Me encanta pasear por
la avenida Corrientes entrando y saliendo de ellas, observado los títulos
grabados en letras doradas, sobre las encuadernaciones en rustica de libros
editados hace más de un siglo, y que tratan sobre temas tan dispares como la
psicología indígena, las últimas obsesiones de Napoleón o la arquitectura criolla de las regiones
interiores. Pero si hay un lugar en Buenos Aires que ofrece librerías de viejo
y tranquilidad, ese es el parque Rivadavia, en el barrio de Caballito. El lugar
es uno de mis favoritos en Buenos Aires, a un lateral del parque se levantan
decenas de quioscos de buquinistas, casi al estilo de los que se adosan a la
rivera del Sena en París, con la salvedad de que por aquí no circulan coches.
Tal vez por ello, junto a los quioscos metálicos pintados en verde juegan los
niños a la pelota, mientras los habitantes de la zona charlan y toman mate, o
juegan tranquilamente al ajedrez sobre las mesas colocadas allí por la legislatura
de la ciudad.

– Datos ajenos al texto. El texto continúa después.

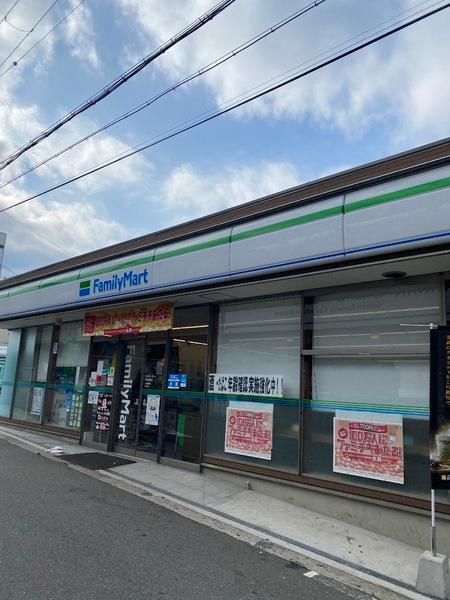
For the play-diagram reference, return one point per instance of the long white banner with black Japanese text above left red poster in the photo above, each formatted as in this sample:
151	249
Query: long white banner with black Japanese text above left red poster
249	385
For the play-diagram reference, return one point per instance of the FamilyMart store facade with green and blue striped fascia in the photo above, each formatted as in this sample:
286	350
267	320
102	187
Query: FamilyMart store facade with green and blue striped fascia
287	340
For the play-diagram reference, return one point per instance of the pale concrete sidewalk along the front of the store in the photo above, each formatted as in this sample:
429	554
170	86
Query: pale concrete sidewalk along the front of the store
363	554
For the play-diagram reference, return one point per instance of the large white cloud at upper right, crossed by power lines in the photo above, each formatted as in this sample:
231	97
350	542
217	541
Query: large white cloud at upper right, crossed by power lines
398	82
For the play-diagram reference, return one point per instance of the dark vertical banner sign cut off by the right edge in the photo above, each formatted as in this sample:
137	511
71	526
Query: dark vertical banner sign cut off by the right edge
440	408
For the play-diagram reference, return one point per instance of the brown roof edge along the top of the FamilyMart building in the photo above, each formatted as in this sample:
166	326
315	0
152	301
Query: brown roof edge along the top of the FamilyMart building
400	164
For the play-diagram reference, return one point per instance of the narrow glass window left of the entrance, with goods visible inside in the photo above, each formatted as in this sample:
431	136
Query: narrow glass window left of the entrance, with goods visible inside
64	404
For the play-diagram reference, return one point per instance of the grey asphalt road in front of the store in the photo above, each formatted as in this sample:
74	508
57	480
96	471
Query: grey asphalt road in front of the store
65	535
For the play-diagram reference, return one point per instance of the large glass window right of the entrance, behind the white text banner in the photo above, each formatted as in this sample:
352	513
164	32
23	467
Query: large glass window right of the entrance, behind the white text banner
257	339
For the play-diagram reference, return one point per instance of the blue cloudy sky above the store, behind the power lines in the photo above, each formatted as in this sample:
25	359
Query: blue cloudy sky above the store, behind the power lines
390	97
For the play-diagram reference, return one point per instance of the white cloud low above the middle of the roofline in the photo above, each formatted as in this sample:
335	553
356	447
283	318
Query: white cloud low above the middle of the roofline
187	193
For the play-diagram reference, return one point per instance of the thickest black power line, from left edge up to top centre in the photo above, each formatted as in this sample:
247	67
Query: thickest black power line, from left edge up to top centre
119	81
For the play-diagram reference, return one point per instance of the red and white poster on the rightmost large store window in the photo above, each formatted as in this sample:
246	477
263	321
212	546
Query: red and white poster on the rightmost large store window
372	449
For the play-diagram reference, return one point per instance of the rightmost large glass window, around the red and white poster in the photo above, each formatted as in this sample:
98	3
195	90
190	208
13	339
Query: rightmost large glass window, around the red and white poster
367	357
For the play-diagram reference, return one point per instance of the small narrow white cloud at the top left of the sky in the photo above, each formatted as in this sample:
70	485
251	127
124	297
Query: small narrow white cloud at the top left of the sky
80	35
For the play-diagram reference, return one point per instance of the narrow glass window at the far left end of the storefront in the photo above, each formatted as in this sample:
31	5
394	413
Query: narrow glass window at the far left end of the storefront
31	376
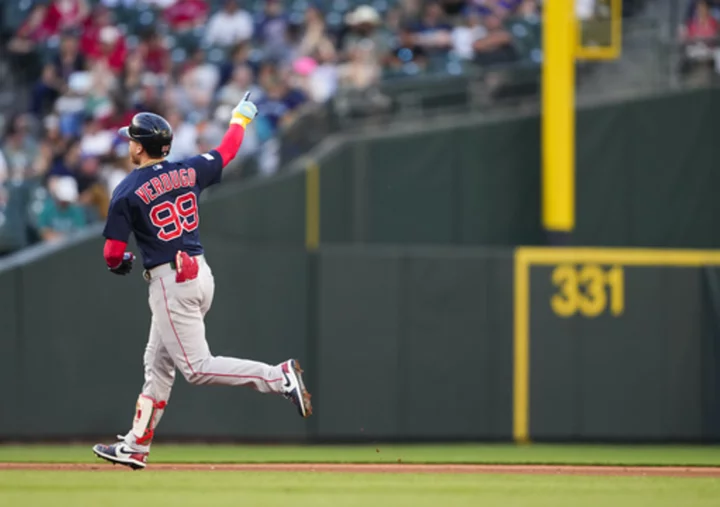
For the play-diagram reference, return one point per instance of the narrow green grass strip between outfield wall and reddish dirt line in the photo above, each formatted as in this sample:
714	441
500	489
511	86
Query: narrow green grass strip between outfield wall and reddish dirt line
382	453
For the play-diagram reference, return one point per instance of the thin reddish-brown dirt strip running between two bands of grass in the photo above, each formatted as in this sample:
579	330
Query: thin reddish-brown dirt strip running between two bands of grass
387	468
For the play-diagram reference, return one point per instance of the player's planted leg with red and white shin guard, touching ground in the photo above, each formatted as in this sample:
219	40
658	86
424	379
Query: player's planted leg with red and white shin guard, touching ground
134	447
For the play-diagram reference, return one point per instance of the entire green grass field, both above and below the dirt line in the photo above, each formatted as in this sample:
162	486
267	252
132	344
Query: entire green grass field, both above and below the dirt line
113	487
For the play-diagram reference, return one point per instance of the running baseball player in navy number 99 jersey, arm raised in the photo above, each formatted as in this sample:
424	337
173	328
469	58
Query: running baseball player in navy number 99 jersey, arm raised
158	203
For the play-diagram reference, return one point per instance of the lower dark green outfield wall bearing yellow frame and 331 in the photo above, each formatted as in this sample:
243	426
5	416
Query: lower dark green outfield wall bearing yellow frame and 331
400	343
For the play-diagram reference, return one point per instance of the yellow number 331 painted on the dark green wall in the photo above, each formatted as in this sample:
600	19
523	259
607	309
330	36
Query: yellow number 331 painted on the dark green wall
585	290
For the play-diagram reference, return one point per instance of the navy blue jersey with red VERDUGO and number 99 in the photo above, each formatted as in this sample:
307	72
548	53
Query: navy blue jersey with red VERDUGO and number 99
159	204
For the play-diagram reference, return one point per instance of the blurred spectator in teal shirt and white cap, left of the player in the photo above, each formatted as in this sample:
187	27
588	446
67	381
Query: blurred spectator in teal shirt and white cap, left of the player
61	215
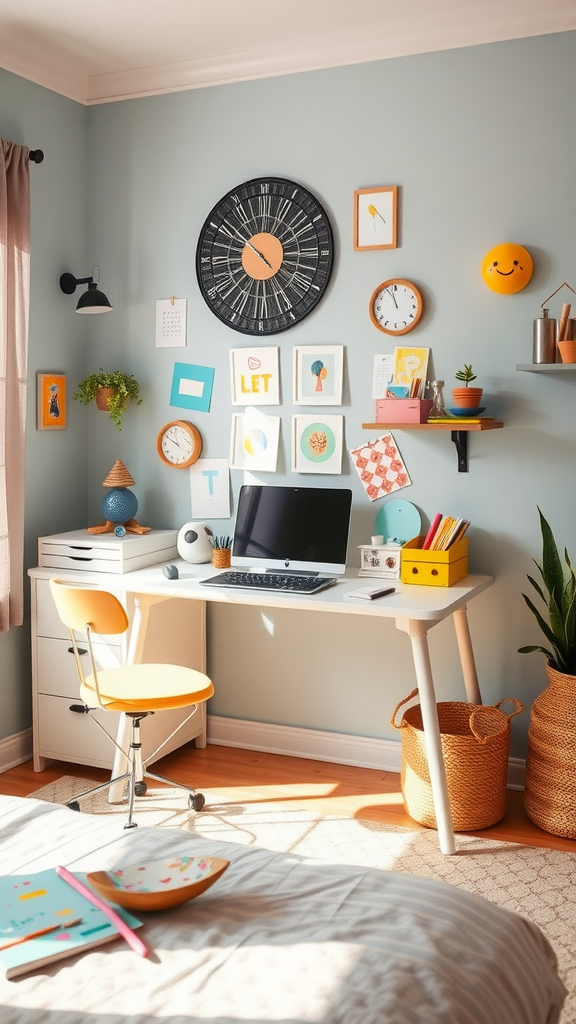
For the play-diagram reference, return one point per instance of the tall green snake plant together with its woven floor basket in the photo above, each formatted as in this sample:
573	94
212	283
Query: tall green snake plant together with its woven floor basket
551	763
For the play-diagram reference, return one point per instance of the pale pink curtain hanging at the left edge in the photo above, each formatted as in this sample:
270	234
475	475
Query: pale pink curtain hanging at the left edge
15	290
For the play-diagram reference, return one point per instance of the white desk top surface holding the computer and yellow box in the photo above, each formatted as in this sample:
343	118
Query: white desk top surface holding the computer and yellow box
425	604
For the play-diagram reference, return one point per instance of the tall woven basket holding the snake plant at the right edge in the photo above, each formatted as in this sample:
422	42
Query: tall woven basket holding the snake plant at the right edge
550	796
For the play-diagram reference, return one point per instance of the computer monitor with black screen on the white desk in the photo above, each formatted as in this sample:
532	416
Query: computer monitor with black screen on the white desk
293	529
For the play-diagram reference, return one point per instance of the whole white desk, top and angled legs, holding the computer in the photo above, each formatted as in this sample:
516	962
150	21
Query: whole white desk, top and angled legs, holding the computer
415	610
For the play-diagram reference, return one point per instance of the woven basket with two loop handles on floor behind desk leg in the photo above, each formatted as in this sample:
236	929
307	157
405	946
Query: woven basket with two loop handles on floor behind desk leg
475	749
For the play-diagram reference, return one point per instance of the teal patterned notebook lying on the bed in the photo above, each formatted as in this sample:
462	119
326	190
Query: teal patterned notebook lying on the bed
30	904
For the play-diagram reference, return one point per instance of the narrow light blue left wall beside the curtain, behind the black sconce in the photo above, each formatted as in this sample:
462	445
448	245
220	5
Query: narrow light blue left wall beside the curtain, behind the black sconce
56	462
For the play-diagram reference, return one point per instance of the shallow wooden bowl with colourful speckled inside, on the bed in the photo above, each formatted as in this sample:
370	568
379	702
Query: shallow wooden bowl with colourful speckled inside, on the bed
159	884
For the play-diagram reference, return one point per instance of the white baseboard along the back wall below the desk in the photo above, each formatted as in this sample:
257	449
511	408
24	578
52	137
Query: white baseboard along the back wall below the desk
339	748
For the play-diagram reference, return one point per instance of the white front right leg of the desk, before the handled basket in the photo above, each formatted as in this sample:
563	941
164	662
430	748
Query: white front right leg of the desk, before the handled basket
418	631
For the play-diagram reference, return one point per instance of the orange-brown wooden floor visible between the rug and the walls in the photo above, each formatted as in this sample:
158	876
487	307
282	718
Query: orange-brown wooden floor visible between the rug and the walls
240	777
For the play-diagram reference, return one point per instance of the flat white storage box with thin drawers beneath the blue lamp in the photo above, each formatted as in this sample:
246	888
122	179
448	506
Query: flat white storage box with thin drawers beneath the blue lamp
105	552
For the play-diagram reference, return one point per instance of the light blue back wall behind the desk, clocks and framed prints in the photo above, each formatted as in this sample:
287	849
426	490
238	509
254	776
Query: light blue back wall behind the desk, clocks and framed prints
482	144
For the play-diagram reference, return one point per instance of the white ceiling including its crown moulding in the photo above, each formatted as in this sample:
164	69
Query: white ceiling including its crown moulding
116	50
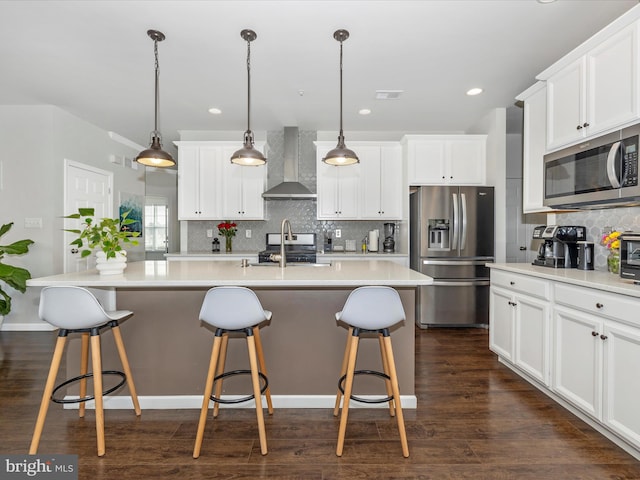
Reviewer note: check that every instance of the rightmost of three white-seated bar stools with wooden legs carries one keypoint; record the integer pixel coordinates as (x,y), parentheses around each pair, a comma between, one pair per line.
(370,309)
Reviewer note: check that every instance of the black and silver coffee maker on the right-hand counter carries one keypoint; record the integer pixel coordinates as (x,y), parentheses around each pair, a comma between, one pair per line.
(559,247)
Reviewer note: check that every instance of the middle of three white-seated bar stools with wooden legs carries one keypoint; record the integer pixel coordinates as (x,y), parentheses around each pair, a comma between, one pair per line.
(234,309)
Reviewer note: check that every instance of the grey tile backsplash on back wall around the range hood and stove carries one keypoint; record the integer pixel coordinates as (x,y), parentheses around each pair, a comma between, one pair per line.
(301,213)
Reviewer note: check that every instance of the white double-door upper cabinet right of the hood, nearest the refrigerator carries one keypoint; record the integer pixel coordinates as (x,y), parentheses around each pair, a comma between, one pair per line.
(381,182)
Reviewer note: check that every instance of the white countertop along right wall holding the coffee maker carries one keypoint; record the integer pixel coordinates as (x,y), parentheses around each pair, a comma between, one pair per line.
(599,279)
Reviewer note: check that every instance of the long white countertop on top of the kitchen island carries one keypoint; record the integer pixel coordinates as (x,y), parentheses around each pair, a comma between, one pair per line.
(176,273)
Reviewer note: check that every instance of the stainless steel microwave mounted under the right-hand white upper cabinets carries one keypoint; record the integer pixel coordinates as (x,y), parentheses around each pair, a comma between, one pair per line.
(598,173)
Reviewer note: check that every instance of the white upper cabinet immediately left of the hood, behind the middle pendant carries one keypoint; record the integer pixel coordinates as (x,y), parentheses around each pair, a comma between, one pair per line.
(243,188)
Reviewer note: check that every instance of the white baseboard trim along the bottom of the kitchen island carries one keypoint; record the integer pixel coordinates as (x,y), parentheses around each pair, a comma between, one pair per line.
(172,402)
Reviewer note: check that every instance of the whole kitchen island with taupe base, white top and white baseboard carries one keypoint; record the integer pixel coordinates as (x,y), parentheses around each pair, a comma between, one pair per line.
(169,347)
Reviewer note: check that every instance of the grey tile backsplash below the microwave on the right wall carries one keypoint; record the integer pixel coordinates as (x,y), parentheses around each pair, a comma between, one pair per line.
(596,221)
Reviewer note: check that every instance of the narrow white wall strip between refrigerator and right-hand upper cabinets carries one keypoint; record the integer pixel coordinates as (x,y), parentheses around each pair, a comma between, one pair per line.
(494,125)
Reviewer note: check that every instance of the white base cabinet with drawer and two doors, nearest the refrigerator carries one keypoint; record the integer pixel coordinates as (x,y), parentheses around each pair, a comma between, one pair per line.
(519,322)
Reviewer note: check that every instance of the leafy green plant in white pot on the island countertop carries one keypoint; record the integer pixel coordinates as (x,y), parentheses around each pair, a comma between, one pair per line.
(105,236)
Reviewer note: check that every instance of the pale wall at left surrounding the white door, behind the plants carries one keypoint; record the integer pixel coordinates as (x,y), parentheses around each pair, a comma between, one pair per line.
(35,141)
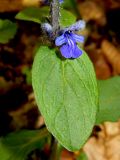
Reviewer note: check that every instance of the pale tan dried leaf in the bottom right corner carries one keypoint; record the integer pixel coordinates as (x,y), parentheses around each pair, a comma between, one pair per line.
(107,145)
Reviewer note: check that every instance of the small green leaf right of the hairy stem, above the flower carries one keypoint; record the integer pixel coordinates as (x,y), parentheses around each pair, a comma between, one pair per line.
(66,18)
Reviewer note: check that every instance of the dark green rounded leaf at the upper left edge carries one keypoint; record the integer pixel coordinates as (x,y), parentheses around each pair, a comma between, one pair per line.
(7,30)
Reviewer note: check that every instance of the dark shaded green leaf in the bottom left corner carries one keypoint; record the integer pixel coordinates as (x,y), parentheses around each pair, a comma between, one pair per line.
(16,146)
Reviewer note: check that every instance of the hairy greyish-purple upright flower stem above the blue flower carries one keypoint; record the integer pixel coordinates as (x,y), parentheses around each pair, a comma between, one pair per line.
(55,16)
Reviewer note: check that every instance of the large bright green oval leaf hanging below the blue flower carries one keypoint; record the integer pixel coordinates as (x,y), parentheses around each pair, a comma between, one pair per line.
(66,93)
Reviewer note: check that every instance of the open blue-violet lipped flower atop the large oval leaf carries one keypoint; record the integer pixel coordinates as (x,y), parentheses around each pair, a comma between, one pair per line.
(67,42)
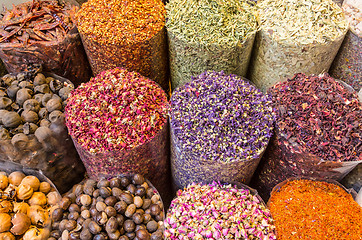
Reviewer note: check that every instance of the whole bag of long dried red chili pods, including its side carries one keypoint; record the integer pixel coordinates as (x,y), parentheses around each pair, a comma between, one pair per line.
(42,32)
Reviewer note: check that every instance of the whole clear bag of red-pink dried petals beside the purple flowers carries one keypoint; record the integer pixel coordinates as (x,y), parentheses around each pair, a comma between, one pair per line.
(118,123)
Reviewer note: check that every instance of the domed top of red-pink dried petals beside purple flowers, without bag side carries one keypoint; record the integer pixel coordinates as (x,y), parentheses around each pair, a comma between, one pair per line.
(116,110)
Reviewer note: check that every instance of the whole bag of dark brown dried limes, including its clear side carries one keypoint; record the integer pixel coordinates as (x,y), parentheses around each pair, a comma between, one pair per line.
(32,128)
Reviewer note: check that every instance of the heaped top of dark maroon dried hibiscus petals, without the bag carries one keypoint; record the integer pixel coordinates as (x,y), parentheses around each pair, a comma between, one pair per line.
(320,115)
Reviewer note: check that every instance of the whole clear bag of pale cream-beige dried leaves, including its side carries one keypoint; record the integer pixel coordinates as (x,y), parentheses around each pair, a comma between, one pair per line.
(295,36)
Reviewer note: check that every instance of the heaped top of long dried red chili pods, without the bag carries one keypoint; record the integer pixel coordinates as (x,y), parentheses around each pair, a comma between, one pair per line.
(35,21)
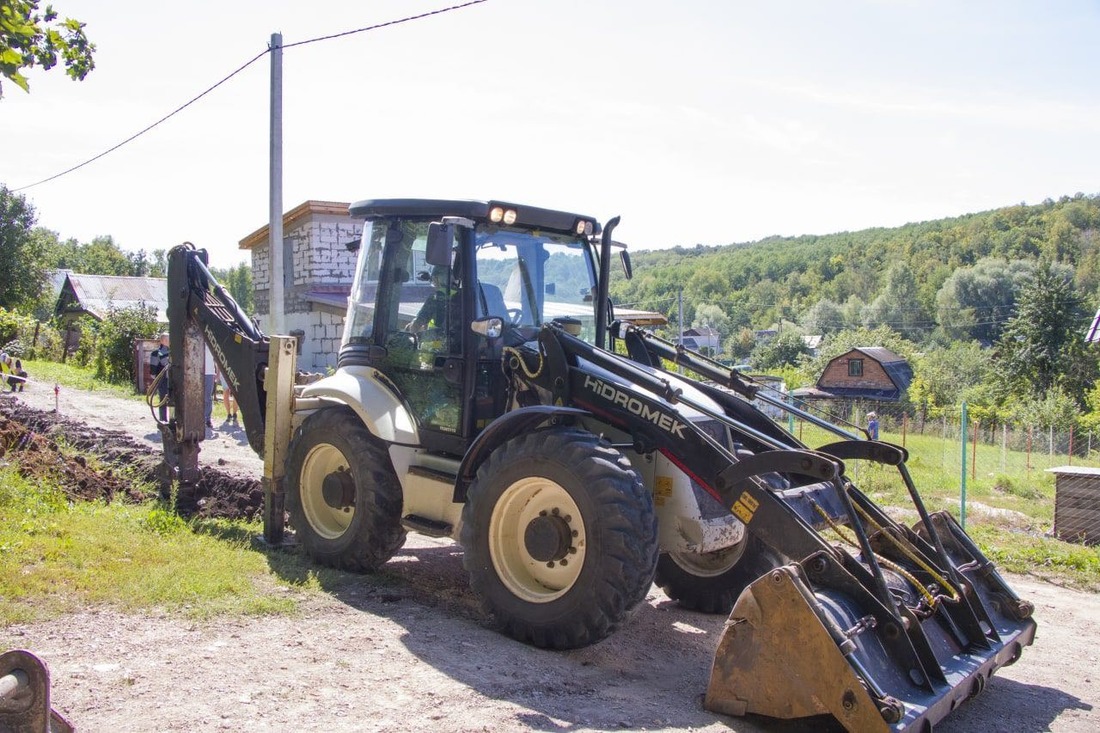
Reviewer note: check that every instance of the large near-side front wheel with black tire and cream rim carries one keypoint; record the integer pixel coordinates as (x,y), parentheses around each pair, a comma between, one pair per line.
(560,539)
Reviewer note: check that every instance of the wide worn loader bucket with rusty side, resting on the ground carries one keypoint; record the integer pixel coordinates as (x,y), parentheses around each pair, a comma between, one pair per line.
(807,640)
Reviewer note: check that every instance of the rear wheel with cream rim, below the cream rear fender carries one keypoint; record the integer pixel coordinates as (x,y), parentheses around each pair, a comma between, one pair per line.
(343,495)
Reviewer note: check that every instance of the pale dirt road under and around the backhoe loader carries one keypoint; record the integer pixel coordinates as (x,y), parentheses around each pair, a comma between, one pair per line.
(408,650)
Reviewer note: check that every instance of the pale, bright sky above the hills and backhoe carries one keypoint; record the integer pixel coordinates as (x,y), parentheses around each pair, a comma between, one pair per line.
(699,123)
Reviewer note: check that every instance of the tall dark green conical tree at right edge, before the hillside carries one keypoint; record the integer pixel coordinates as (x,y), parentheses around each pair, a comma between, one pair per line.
(1043,346)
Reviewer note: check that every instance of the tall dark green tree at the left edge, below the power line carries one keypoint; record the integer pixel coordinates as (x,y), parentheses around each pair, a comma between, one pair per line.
(21,255)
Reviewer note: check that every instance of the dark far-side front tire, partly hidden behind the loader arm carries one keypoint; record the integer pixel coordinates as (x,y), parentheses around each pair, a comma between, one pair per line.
(712,583)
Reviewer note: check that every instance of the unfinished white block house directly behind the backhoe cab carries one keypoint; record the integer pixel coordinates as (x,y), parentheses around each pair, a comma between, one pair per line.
(318,270)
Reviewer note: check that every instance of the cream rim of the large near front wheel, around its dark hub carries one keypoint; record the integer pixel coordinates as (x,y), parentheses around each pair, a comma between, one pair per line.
(523,504)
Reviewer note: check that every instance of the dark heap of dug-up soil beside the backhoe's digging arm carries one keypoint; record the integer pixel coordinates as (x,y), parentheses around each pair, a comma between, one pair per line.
(53,447)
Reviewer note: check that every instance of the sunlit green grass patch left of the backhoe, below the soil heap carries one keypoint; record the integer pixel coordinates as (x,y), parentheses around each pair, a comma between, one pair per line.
(58,557)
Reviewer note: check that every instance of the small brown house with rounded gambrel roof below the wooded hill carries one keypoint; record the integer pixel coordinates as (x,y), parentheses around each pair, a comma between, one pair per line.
(863,374)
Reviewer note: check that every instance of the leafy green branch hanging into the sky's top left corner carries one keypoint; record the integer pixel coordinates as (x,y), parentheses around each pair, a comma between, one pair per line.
(30,39)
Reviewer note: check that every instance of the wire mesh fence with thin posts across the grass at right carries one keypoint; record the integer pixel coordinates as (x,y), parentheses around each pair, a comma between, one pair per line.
(1020,476)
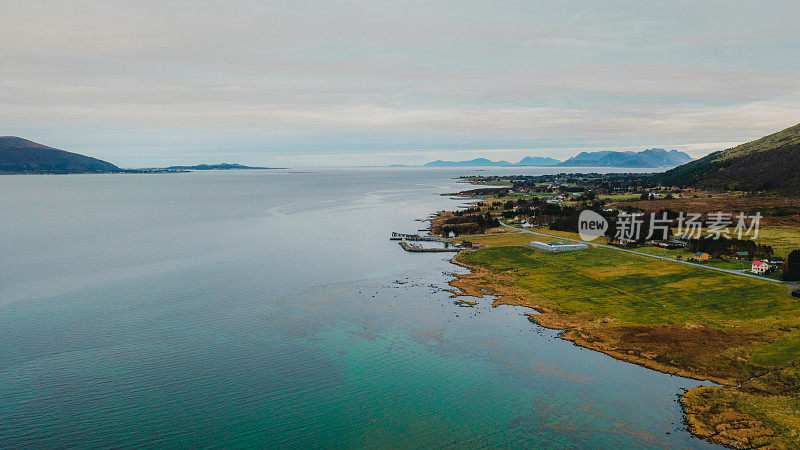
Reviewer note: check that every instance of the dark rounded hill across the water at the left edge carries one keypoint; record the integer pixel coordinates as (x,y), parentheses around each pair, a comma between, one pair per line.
(19,155)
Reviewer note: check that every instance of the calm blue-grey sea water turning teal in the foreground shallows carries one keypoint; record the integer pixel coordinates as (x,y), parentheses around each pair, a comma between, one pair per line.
(269,309)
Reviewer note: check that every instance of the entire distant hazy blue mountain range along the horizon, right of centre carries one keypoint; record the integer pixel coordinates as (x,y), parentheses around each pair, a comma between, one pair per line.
(650,158)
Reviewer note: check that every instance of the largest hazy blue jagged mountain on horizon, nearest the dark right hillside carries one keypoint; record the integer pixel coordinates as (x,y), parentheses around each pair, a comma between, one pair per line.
(654,157)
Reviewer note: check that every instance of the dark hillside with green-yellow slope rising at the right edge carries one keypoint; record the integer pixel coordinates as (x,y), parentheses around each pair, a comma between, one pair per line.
(769,163)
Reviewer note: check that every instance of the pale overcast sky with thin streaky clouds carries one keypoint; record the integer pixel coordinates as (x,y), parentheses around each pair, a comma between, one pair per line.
(344,83)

La escena vista desde lejos, da un ambiente único a esa zona de
la avenida Rivadavia.
Es un lujo ojear libros y revistas con historia mientras
de fondo escuchas las sanas risotadas de los niños que corren tras una pelota,
las conversaciones de los vecinos hablando de las últimas noticias, o
comentando las jugadas de la última partida de ajedrez.